Kurdish people, living in Manchester (UK), protesting against the Turkish government for their lack of action against ISIS (also known as IS or ISIL) in the Syrian border town of Kobane. (Photo by Jonathan Nicholson/NurPhoto/Sipa USA)
Ambassador Curtin Winsor, Jr. Ph.D.
“We have a vital stake in a civilizational war,
(that is) inside someone else’s civilization.” -James Taub[i]
Islam, as a religious culture, is used to sanction war and terrorism by the Prophet Muhammad as he united the tribes of Arabia. Islamic civilization evolved to support the world’s most advanced centers of learning and science during the eight centuries following the end of the Roman Empire and through the medieval period in Europe.[i] Islam became a great culture and then it devolved, most recently, into the confusion and chaos of today’s Middle East. It is being manipulated by militant Islamists to sanctify the uses of violence and terrorism by an Islamic state. The outcome of this conflict will play an important role in the future of the United States and its relationship with the Middle East.

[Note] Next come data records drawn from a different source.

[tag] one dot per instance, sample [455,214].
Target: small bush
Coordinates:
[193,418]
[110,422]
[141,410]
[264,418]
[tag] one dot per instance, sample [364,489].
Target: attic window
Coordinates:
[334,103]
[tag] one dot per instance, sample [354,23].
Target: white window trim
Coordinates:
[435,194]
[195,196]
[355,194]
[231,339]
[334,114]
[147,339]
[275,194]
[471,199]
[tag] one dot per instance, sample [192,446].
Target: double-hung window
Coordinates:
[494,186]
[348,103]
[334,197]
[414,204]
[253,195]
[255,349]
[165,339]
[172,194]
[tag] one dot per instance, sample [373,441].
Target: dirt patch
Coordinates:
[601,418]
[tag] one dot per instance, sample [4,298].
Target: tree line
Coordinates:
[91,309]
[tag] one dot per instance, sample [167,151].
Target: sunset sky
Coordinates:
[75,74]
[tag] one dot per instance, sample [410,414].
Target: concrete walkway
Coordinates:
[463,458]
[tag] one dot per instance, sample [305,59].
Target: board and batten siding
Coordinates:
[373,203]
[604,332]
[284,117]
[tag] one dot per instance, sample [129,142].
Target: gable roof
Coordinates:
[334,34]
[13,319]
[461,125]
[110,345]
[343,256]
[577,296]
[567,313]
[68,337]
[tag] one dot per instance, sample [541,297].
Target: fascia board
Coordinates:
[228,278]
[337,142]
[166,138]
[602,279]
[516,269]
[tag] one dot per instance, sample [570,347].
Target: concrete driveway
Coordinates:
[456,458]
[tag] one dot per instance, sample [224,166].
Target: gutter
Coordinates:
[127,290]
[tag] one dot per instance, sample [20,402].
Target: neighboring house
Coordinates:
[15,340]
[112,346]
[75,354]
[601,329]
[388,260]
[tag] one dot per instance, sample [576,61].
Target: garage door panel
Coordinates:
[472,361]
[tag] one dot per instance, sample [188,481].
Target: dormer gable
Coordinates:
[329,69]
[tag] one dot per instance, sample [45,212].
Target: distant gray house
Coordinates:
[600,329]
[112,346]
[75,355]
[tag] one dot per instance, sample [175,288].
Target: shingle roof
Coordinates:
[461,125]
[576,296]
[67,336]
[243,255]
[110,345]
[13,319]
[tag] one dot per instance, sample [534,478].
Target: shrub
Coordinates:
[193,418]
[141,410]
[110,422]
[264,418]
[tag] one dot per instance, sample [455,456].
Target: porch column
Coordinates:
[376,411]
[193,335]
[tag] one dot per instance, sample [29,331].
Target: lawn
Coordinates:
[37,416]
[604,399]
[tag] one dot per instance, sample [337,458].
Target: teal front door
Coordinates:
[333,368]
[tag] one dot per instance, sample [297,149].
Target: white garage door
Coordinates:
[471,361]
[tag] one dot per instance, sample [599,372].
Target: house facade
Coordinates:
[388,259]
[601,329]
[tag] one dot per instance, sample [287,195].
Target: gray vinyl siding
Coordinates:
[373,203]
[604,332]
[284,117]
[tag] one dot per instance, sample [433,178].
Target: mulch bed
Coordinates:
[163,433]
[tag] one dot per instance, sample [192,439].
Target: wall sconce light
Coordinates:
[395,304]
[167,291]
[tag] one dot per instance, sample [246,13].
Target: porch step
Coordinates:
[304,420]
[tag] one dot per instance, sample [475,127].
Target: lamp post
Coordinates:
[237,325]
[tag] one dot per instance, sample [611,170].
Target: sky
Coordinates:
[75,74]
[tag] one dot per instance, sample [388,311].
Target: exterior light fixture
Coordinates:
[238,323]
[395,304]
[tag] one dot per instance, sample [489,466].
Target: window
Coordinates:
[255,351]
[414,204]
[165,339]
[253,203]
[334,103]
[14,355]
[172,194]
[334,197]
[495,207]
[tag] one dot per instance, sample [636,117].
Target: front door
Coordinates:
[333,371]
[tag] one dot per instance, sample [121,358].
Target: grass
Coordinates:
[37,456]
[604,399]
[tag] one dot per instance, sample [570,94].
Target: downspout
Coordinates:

Militant Islamists and their new Islamic State are presently using tactics of terror against Sunni Muslim peoples in the Middle East to force them to abandon secular aspects of their cultures and return to a totalitarian religious culture. Although this pivotal struggle is now taking place within someone else’s civilization, if the militant Islamists prevail in the Middle East, the struggle will become part of the United States’ struggle. The United States and the West will constantly be challenged by a ceaselessly aggressive and totalitarian religious culture. Such a threat to Western civilization would at least rival the West’s 20th century struggles with the Nazis and Communists.